Gupta emphasized that DNS is the first point of detection for nearly all types of cyberattacks—from phishing and malware to data exfiltration—because a DNS query always precedes the malicious action. Blocking threats at this initial DNS layer is highly effective, protecting all devices on the network without deploying new agents and significantly reducing the load on other security tools like firewalls and XDRs. Infoblox’s unique approach, developed by a former NSA expert, focuses on tracking the cybercriminal “cartels” rather than individual attacks.

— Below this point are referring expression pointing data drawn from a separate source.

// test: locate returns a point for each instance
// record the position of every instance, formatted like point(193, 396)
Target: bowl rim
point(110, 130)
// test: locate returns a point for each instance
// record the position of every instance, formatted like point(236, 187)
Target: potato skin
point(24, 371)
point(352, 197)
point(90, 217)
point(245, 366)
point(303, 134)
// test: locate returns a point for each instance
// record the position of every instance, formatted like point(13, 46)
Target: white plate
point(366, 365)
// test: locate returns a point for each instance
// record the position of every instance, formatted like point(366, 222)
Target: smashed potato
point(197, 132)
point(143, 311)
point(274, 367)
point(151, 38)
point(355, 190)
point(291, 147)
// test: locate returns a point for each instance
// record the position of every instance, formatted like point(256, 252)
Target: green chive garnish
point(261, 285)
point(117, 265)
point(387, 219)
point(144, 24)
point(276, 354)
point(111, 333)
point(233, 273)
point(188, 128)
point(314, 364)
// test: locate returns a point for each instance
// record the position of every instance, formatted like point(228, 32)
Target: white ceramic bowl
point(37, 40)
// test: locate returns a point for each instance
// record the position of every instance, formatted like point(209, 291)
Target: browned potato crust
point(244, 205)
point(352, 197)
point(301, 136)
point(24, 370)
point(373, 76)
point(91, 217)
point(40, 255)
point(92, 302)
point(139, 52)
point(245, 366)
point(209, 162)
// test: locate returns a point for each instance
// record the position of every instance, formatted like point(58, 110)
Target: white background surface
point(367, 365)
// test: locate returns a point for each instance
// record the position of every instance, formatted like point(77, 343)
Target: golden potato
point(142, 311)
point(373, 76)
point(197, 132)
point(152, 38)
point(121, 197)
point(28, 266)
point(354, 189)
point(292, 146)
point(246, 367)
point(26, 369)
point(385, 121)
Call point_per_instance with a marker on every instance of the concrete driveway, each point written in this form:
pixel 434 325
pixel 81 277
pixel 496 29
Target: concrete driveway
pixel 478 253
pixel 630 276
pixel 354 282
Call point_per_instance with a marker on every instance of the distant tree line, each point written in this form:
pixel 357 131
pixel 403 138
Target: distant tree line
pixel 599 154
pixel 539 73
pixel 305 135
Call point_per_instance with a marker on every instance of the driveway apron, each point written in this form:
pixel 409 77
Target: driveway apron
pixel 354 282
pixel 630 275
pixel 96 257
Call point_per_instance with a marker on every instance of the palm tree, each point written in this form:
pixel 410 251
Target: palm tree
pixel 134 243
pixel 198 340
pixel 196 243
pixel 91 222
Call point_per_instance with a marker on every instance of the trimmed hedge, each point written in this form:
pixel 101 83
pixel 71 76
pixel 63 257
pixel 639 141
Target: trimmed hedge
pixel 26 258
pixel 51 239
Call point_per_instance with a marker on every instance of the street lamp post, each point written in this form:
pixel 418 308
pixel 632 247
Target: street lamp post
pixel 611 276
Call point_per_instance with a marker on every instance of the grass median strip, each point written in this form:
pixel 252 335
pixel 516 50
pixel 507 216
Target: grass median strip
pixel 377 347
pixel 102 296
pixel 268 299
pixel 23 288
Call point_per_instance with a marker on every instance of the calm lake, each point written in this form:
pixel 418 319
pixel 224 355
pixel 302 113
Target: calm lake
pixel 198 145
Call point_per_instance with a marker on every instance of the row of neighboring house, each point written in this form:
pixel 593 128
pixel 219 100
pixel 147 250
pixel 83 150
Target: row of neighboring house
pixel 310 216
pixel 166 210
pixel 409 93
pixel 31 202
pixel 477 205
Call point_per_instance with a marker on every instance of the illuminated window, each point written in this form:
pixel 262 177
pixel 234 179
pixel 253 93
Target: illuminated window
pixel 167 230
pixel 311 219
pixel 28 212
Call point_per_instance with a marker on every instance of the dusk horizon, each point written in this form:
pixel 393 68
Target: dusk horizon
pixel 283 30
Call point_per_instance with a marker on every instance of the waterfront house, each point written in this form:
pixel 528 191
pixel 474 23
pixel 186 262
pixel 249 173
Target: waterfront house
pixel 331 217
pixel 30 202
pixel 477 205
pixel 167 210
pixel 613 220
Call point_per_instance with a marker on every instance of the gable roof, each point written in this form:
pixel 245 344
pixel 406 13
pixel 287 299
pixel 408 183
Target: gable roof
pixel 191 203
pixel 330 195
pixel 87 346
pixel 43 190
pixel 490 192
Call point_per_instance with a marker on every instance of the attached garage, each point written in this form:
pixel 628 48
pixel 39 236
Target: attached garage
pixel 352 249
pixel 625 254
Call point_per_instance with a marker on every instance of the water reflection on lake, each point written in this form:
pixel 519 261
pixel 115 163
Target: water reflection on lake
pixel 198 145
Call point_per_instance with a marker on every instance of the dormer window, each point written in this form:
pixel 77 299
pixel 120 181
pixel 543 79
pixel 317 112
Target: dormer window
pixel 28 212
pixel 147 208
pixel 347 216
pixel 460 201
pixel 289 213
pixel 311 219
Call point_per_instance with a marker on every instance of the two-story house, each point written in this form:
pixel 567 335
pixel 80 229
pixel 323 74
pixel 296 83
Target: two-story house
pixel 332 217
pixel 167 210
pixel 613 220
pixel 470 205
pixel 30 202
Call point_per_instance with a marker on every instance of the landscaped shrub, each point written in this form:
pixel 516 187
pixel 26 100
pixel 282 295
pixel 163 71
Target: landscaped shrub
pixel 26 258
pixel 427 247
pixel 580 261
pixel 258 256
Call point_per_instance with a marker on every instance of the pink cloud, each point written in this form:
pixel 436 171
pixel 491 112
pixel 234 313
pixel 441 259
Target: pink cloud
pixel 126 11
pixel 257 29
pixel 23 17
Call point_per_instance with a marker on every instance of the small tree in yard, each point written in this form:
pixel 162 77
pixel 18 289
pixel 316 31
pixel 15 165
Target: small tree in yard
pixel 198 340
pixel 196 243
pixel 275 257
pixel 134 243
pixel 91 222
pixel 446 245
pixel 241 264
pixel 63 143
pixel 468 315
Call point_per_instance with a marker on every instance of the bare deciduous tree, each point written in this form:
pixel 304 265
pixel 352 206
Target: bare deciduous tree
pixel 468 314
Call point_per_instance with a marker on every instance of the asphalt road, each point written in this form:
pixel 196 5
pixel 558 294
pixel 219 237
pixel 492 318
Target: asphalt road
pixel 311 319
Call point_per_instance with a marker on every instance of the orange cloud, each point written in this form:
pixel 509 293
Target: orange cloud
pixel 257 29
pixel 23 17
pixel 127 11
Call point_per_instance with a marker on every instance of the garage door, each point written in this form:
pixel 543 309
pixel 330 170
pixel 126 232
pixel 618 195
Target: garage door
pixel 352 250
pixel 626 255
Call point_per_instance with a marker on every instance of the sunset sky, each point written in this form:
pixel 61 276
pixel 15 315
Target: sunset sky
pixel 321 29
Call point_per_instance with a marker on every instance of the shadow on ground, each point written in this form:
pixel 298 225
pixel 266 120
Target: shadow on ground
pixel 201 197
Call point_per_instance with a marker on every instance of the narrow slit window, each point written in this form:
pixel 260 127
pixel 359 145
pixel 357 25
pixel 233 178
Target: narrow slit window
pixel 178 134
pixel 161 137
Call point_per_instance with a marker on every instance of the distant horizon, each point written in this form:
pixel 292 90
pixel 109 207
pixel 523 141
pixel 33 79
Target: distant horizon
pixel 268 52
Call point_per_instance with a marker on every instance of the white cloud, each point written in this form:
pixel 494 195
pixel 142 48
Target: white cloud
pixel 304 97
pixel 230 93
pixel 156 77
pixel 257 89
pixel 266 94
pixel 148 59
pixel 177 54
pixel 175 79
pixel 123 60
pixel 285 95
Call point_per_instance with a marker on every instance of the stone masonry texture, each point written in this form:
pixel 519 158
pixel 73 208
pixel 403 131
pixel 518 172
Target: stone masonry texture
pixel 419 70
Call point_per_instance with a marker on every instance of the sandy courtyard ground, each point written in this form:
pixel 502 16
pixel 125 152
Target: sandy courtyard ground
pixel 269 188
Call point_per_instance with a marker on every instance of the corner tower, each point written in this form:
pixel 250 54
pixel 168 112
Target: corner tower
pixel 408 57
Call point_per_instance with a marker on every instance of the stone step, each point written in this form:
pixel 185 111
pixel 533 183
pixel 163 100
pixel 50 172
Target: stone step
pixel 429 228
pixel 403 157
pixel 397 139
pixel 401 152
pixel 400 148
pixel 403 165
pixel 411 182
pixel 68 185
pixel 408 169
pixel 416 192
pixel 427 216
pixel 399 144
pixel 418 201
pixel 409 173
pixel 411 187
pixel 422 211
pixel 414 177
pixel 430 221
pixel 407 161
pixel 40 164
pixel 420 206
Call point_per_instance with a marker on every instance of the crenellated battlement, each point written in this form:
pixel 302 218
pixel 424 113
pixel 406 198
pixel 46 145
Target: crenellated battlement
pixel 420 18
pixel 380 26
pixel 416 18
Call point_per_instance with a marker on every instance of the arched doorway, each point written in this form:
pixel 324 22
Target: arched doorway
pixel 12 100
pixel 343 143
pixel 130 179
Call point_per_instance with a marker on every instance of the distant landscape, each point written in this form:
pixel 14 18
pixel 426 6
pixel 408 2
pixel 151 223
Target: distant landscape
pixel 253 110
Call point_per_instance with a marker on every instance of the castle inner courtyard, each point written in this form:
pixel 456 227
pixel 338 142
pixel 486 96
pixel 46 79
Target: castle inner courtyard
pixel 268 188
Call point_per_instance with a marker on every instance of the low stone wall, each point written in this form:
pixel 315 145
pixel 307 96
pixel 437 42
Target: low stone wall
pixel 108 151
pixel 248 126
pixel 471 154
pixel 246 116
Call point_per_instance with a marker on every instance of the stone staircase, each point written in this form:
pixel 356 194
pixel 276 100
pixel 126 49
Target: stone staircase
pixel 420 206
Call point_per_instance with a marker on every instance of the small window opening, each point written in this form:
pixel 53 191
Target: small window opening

Instead of chasing millions of malicious domains (the “drug dealers”), Infoblox identifies and monitors the infrastructure of organizations like “Prolific Puma” (a malicious URL shortening service) or “VainWiper” (a malicious traffic distribution system) that service thousands of attackers. This “cartel”-focused strategy provides a significant strategic advantage.

The primary benefits of this unique approach are a massive lead time and incredible accuracy. Infoblox can identify malicious domains an average of 68 days before they are used in a campaign, often right after the cartel registers them, allowing for preemptive blocking without waiting for a “patient zero.” This methodology also results in an extremely low false positive rate (0.0002%). Gupta argued that integrating this protection directly into the DDI platform is more operationally efficient, as it prevents finger-pointing between network and security teams when a domain is blocked. Infoblox is now extending this protection to cloud workloads, either by having customers point their cloud DNS to Infoblox’s service or through native integrations, such as the new Google Cloud DNS Armor service, which is powered by Infoblox’s threat intelligence technology.